In the case of Bolivia, the analysis of each of these factors does not fuel optimism.
- The main instrument for economic recovery is in the health area. The higher the vaccination rate, the faster it returns to normal and, therefore, the faster economic growth returns. In Bolivia, the population vaccinated with two doses is around 3%. Immunization programs are very slow and disorganized, mainly due to the lack of vaccines. Here the Government failed. The third wave hits the defenseless population and reveals the failure of the health policy. In this context, the economy may recover, but very slowly.
- Fiscal, credit, and exchange rate policies have been unbalanced, disjointed, and insufficient. Indeed, public spending, especially with the provision of the bonus against hunger, and public investment skyrocketed. In addition, the private sector credit payments to banks have been deferred through different instruments, as a result of which private credit is slowly recovering.
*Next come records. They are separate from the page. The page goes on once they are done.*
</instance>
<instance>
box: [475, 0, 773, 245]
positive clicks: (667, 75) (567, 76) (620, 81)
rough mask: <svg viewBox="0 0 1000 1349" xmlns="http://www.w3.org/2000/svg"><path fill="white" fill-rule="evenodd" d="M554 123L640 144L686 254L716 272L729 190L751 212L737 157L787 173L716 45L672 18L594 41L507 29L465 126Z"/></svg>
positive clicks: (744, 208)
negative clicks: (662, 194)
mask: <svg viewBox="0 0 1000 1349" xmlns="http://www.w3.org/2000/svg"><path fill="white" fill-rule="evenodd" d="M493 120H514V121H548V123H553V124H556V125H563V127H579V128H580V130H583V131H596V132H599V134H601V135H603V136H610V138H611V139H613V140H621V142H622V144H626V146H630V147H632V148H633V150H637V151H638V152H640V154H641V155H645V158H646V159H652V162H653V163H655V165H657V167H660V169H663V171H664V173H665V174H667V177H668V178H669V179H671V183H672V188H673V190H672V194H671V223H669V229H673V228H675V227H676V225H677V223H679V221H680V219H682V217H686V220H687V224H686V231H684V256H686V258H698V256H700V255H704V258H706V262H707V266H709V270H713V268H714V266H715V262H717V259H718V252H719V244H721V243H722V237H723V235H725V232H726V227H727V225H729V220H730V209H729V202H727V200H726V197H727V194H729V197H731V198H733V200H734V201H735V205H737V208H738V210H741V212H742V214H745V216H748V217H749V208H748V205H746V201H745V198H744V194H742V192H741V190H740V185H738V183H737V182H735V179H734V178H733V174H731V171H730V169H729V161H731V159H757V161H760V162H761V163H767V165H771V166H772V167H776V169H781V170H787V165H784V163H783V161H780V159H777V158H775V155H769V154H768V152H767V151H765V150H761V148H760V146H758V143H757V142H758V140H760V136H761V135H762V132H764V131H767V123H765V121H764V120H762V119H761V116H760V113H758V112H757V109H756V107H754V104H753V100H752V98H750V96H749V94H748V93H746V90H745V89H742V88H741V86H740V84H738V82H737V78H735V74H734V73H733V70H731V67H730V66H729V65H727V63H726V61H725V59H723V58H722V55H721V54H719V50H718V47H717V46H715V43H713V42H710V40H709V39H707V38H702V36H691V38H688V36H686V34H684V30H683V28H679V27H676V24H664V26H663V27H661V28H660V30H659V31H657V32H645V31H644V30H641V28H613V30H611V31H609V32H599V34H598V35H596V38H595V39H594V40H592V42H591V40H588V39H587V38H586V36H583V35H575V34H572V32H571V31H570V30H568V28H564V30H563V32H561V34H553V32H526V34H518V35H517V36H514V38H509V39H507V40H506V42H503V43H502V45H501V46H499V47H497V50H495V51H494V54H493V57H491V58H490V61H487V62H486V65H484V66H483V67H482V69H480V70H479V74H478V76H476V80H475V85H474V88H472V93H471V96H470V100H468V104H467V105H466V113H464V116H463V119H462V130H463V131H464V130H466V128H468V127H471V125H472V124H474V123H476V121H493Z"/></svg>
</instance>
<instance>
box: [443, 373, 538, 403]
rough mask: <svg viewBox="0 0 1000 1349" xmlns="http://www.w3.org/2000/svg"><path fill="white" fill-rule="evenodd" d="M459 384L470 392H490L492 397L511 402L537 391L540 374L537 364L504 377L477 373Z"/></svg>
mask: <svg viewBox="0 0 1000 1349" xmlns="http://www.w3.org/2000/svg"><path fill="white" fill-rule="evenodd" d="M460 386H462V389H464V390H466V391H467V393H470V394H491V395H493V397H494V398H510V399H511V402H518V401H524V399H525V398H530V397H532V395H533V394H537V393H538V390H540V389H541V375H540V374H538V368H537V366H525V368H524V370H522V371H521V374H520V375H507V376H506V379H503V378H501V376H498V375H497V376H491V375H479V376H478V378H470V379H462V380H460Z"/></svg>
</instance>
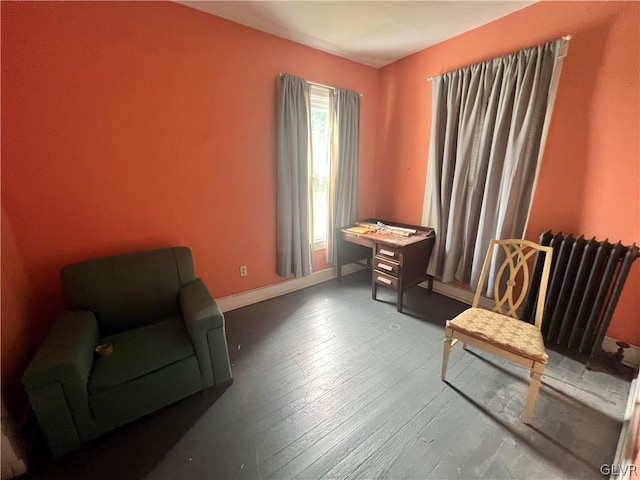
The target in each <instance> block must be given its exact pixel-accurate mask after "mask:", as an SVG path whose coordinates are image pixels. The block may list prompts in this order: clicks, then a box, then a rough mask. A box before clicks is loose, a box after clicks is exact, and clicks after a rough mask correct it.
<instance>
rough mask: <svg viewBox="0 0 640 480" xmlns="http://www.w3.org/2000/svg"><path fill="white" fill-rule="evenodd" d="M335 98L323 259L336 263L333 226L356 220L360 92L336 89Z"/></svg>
mask: <svg viewBox="0 0 640 480" xmlns="http://www.w3.org/2000/svg"><path fill="white" fill-rule="evenodd" d="M334 98H335V102H334V104H335V119H336V120H335V123H336V125H335V129H334V130H335V132H336V135H335V136H334V140H335V142H334V152H335V154H334V155H333V158H332V166H331V182H330V192H329V211H330V212H331V215H329V225H328V228H327V232H328V233H327V261H328V262H329V263H333V264H336V263H337V253H336V249H335V242H334V234H335V229H336V227H341V226H344V225H350V224H353V223H355V222H356V221H357V220H358V159H359V156H360V94H359V93H357V92H354V91H352V90H346V89H343V88H338V89H336V91H335V94H334Z"/></svg>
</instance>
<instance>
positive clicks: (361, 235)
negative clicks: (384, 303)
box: [336, 218, 436, 312]
mask: <svg viewBox="0 0 640 480" xmlns="http://www.w3.org/2000/svg"><path fill="white" fill-rule="evenodd" d="M380 221H381V222H382V223H384V224H386V225H394V226H399V227H405V228H413V229H415V230H417V233H416V234H414V235H411V236H410V237H400V236H397V235H383V234H379V233H353V232H349V231H348V230H347V229H348V228H350V226H346V227H340V228H337V229H336V249H337V257H338V280H339V279H340V278H341V277H342V266H343V265H345V264H347V263H360V261H361V260H367V266H371V298H373V299H374V300H376V296H377V289H378V285H383V286H385V287H389V288H392V289H394V290H396V291H397V292H398V298H397V305H398V311H399V312H402V303H403V295H404V291H405V289H407V288H410V287H413V286H414V285H417V284H419V283H421V282H424V281H425V280H428V281H429V288H428V291H429V293H431V292H432V288H433V277H432V276H431V275H427V273H426V271H427V264H428V263H429V258H430V257H431V251H432V249H433V245H434V243H435V239H436V237H435V232H434V230H433V229H432V228H427V227H422V226H416V225H406V224H399V223H395V222H388V221H385V220H380ZM376 222H377V220H376V219H371V218H370V219H367V220H364V221H363V222H360V223H373V224H375V223H376Z"/></svg>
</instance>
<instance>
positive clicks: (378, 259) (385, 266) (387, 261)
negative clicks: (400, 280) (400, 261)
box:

Likewise, the real exchange rate remained appreciated by consuming foreign currency and promoting imports. In terms of income, it was decided to get for cigarettes (low income). For example, the Wealth Tax is much ado about nothing. The newly rich in the informal sector remains tax-free.
- The financing of these macroeconomic policies was at the expense of loss of international reserves, increased domestic debt, and growth in the public deficit. These funding sources are drying up. To cope with the starvation of resources, the general budget of the nation in 2021 foresees an external debt of 5,750 million dollars, 2,750 from international cooperation, and 3,000 from private markets. There is no significant progress on these issues. The financial constraints cast doubt on the sustainability of the Bolivian recovery in the medium and long term.
- The Government supply support policies have been weak; therefore the private sector reacts very slowly. The Government’s flagship program –import substitution– is under-resourced and is not making significant progress. There is a better response from the informal sector, especially in trade. With an appreciated real exchange rate that makes imports cheaper, much of the resources placed in the economy by the Government go abroad via the purchase of goods and services.
- The Government’s economic activation policy is based on the assumption that until 2019 everything was very well before the Añez administration, therefore, the only objective of the current economic policy is to replace the primary export model destroyed by the coup d’état mentality. No change is needed. Meanwhile, many neighboring and northern economies have taken advantage of the crisis to reinvent the future, betting on digital and energy transformation. Here we seek to reissue the old bondholder normality.
- The central closing question is to know in how long the per-capita income of Bolivia will return to the pre-pandemic levels. Several neighboring countries, such as Argentina or Peru, are estimating that they will need between four and six years to recover the pre-crisis level of wealth. Probably, in our case, we are in the same time range. So while there is light at the end of the tunnel, the candle is dim and the corridor to cover is quite long and has subtle political winds.
In sum, the recovery in the world economy is very promising, although diverse; however, in Bolivia, the Product’s reaction is also fragmented and has too many threats. Economic recovery is also hampered by political uncertainty.